Childcare co-op spells relief for local families
In the late '70s, a group of families in Bay View lessened the emotional and financial hardships of childcare by starting the Bay View Childcare Co-op. It is still in existence today and Claudia Heller de Messer is the current president.
"I didn't have any friends with children, so the co-op was a great way to get to know other parents and to find people I was comfortable with to watch my kids," says Heller de Messer, the mother of a 3-year-old and a 15-month-old. "I don't have any family in town, so this is the only way I get anything done."
Heller de Messer and her husband Kirk, the associate director of graduate admissions at Cardinal Stritch, use the service 10 to 15 times a month. Claudia, a certified teacher, tutors home-schooled children in Spanish a couple of mornings a week and occasionally tutors older students in the evenings.
Other families use the service once or twice a month, but because the co-op works on a point system, no one ever feels taken advantage of. The system is simple: when you provide childcare, you get points, and when you "hire" a sitter, you spend points.
The co-op does not offer full-time childcare for working parents. Instead, it's a service that's available to parents who want a night on the town, attend a specific appointment or have very part-time work hours.
When a family needs childcare, they contact the co-op member of their choice to set up "the sit" and then inform the secretary of the arrangement so he or she can log the points.
There are 15 active families in the co-op and 15 alumni families. The children currently range in age from 10 months to 7 years old.
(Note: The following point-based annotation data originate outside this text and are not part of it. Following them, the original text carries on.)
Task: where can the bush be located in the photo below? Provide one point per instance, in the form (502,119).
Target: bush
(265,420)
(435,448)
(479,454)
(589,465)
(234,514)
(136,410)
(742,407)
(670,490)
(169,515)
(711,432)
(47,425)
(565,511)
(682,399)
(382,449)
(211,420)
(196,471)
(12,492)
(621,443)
The group sponsors four events a year, two for the entire family and two for adults only. Annual co-op dues are $24, which cover the cost of most events. Family events included swimming parties, picnics and ice cream socials, and parents enjoyed wine tastings and an Oktoberfest celebration. The co-op also has monthly playgroups and coffee gatherings.
Alcohol is not permitted at family events and is never paid for out of the dues. "We all pitch it a few extra dollars for alcohol-related adult events," says Heller de Messer.
To join the co-op, families must live within the Bay View area, specifically North to Lincoln Avenue, South to Howard Avenue, East to Lake Michigan and West to Howell Avenue. Also, potential members need to be invited to attend playgroups and attend at least two before beginning the co-op's interviewing process.
"The co-op has been a great lifeline for us," says Michael Harryman, who joined the co-op with his wife, Colleen, and 2-and-a-half-year-old daughter, Nora, last summer. "We've not only found it a great social outlet for our daughter, but Colleen and I have also become good friends with many of the families and it's helped bring our already close-knit community closer. It's just another example of what makes living in Bay View so cool!"
According to Heller de Messer, there are very few glitches with the system, but occasionally there are families with conflicting parenting styles or children that don't get along. In these cases, families simply don't exchange services.
"My closest friends are now mothers in the co-op," says Heller de Messer. "Best of all, it creates a true community. You walk down the street and you know people, and it's been this way for more than thirty years."